Na área da produção de origem animal, seus resultados foram: 57,6% da produção do leite, 67,0% e 16,2% dos ovos. Além disso, a categoria detinha, em 2006, 30% do rebanho bovino, 51% das aves e 59% dos suínos. Essas informações oferecidas apenas em termos de quantidade produzida (quilos, toneladas, litros, dúzias e assim por diante), impedem uma avaliação quantitativa direta, exata e adequada da importância da agricultura familiar no bolo da produção rural, haja vista que não se pode somar quantidades físicas medidas em diferentes unidades métricas. A única saída, então, é a análise feita a partir de uma unidade comum, ou seja, a partir da transformação de todos os produtos em dinheiro. É o chamado valor da produção agropecuária.
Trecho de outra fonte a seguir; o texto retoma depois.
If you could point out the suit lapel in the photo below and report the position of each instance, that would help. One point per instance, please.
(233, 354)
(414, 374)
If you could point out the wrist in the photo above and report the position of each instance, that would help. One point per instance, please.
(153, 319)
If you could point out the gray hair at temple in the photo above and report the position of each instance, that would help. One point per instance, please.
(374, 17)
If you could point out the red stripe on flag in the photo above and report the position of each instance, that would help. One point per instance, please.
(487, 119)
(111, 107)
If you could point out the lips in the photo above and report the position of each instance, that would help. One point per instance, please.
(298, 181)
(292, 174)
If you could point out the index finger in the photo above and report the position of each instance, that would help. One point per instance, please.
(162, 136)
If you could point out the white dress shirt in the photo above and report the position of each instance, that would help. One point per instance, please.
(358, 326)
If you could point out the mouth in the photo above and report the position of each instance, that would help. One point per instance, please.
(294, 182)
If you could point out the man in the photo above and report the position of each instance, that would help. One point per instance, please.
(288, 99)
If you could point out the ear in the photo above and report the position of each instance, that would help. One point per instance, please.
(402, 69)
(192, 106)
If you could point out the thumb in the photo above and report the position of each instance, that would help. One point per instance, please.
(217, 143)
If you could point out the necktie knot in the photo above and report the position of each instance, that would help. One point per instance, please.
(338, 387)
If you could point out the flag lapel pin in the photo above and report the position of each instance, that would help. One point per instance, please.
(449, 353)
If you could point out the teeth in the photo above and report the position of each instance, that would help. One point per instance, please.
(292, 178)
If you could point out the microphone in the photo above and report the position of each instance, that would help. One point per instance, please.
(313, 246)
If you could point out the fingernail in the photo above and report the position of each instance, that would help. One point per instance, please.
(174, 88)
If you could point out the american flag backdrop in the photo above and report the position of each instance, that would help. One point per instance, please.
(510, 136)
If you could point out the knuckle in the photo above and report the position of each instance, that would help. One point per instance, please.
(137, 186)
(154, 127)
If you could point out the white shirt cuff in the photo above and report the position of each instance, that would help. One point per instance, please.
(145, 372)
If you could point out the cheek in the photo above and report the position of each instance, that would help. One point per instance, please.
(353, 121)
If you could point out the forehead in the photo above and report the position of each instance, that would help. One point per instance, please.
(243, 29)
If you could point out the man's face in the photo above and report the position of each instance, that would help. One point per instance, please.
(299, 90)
Por esse critério, a agricultura familiar respondeu, em 2006, por 33,2% do valor gerado no campo, enquanto a agricultura não familiar ficou com a parcela majoritária de 66,8%. Trata-se, evidentemente, de uma forma de atender a critérios econométricos de comprovação da importância dessa forma de exploração dos estabelecimentos agropecuários.

Porém, não existe nenhuma dúvida de que parte da produção da agricultura familiar não tem como destino os mercados agrícolas. Ou seja, ela é retida na propriedade rural para alimentação e sobrevivência das próprias famílias. Não é preciso ir muito além, então, para perceber a magnitude do significado socioeconômico e cultural da produção familiar e o quanto ele extrapola as simples contabilidades numéricas feitas em gabinetes das mais diferentes orientações políticas e obviamente das mais diversificadas tendências e intenções. Em boa parte do mundo civilizado, assiste-se hoje à busca da revalorização das tradições alimentares, como forma potente e eficaz de enfrentar os graves problemas da sindemia global, que agrega, simultaneamente, os efeitos perversos das epidemias da obesidade, da desnutrição e da mudança climática. Trata-se da busca do enfrentamento dos efeitos da desmesurada massificação da produção e consumo de alimentos ultra processados, que têm condenado multidões à uma dieta nutricionalmente empobrecida, higienicamente comprometedora da saúde e da vida e culturalmente arrasadora, haja vista que já não nos reconhecemos no que comemos.

Já pelo Censo Agropecuário de 2017, a agricultura familiar respondeu por 48% do valor da produção de café e banana, 80% do valor de produção da mandioca, 69% do abacaxi e 42% da produção do feijão. Veja-se que estamos falando agora em dados medidos em dinheiro, ou seja, pelo valor da produção agropecuária. Nesse contexto, já surgem na mídia apontamentos para a queda da importância da agricultura familiar na produção de feijão, a qual teria supostamente decaído de 69,6% (em toneladas) para 42,0% (em dinheiro). Isso é incorreto. No Censo Agropecuário de 2017, ocorreram mudanças metodológicas e inovações importantes. Tal fato impede avançarmos mais consistentemente na análise comparada e evolutiva da situação da agricultura familiar no campo brasileiro contemporâneo. A principal mudança diz respeito à própria definição do que é a agricultura familiar (não existe definição universal e constante para ela). Agora, o Censo se pauta pela Lei 11.326, que diz que para ser classificado como agricultura familiar o estabelecimento deve ser de pequeno porte (até 4 módulos fiscais), ter metade da força de trabalho e gestão estritamente familiar e a atividade agrícola no estabelecimento deve compor, no mínimo, metade da renda obtida.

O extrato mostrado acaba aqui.